Publishing is a Tough Town

​About Writing     |     The Hollow Man Series, International Espionage

The Hollow Man was indie-published in 2013. I didn’t want to go through the long process of finding an agent who may or may not pitch the book to a fashionable publisher. Even though my feeling about agents / publishers was the best way to go, I wanted to make the book immediately available so interested readers could experience the thrill of terrorism from the viewpoint of an ordinary protagonist. He was no hero: not clever or capable, not talented or tested. He was just trying to survive after being thrown into the world of espionage.

Being an X-IBM guy, the technology of self-publishing was straightforward, so within a short while I had the manuscript formatted, the cover designed and everything uploaded to Amazon. I ordered 20 paperback copies and sat back to wait. Holding The Hollow Man in my hands was one of the five or six most incredible events in my like.

As the writing industry changes more and more to an online presence, it has inevitably pushed most of the work back down to us as writers. I wasn’t prepared for this change in models and how it affected our perceptions of the industry. Having this in mind, here’s my experience with traditional publishing.

In 2014, I won The World’s Best Story contest, where the top prize was an agent and a publishing contract. My belief, of course, was that a writer can have the most well-written, creative, exciting, and interesting book ever written, but if agents don’t represent it and publishers don’t print it, then a wide-range of readers cannot buy and read it. I had always imagined that agents and publishers were supposed to embrace the book selling marketplace so writers could get back to their business and write. So, any self-respecting writer needed a reputable agent and publisher, right? Well, if you thought agents and publishers do all of this for you these days, you would be wrong unless your name is Patterson, Baldacci, Child or Connelly (in my genre).
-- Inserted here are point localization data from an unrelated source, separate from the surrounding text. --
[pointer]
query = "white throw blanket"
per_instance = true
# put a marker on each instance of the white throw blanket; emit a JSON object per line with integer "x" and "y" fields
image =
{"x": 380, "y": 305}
As part of the process with the professional agent and publisher that I “won”, they created a fresh cover for The Hollow Man (this turned out to be a plagiarized drawing, which neither the agent nor the publisher would help defend or redesign when I was threatened with a lawsuit from the original image owner), the pitch of the print was reduced to 9 points, making the book half its original size and difficult to read, and the retail price doubled. In the first 6 months, there was no mention of promoting, marketing or media distribution. Finally, came zero sales. I took the book back from both agent and publisher because of my perceived lack of action. I didn’t realize that was all they were obligated to do for the average author, blaming it on the growing online presence.

We all need a new publishing hero; a new white knight or Lady Godiva, depending on your preference, riding into town to save us from our publishing demons. What are your thoughts?